4.2 Employee acknowledges that the businesses of Employer and the Dresser, Inc. Entities are highly competitive and that their strategies, methods, books, records, and documents, their technical information concerning their products, equipment, services, and processes, procurement procedures and pricing techniques, the names of and other information (such as credit and financial data) concerning their customers and business affiliates, all comprise confidential business information and trade secrets which are valuable, special, and unique assets which Employer or the Dresser, Inc. Entities use in their business to obtain a competitive advantage over their competitors. Employee further acknowledges that protection of such confidential business information and trade secrets against unauthorized disclosure and use is of critical importance to Employer and the Dresser, Inc. Entities in maintaining their competitive position. Employee hereby agrees that Employee will not, at any time during or after his or her employment by Employer, make any unauthorized disclosure of any confidential business information or trade secrets of Employer or the Dresser, Inc. Entities, or make any use thereof, except in the carrying out of his or her employment responsibilities hereunder. Confidential business information shall not include information in the public domain (but only if the same becomes part of the public domain through a means other than a disclosure prohibited hereunder). The above notwithstanding, a disclosure shall not be unauthorized if (i) it is required by law or by a court of competent jurisdiction or (ii) it is in connection with any judicial, arbitration, dispute resolution or other legal proceeding in which Employee’s legal rights and obligations as an employee or under this Agreement are at issue; provided, however, that Employee shall, to the extent practicable and lawful in any such events, give prior notice to Employer of his or her intent to disclose any such confidential business information in such context so as to allow Employer or a Dresser, Inc. Entity an opportunity (which Employee will not oppose) to obtain such protective orders or similar relief with respect thereto as may be deemed appropriate.

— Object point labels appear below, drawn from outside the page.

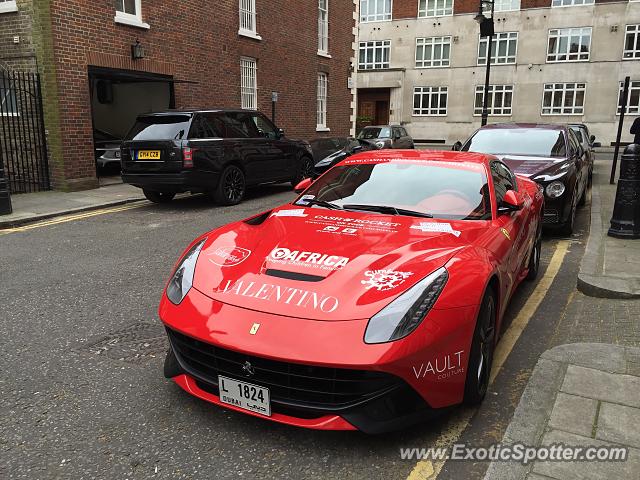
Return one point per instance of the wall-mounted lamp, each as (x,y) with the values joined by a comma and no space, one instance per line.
(137,50)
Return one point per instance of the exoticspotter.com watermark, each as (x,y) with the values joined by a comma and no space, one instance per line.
(518,452)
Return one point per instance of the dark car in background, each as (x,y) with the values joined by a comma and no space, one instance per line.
(549,154)
(330,150)
(588,142)
(387,136)
(218,152)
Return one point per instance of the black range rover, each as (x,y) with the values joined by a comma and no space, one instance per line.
(219,152)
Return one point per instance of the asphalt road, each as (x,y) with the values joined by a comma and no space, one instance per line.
(81,354)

4.3 All written materials, records, and other documents made by, or coming into the possession of, Employee during the period of Employee’s employment by Employer which contain or disclose confidential business information or trade secrets of Employer or the Dresser, Inc. Entities shall be and remain the property of Employer, or the Dresser, Inc. Entities, as the case may be. Upon termination of Employee’s employment by Employer, for any reason, Employee promptly shall deliver the same, and all copies thereof, to Employer.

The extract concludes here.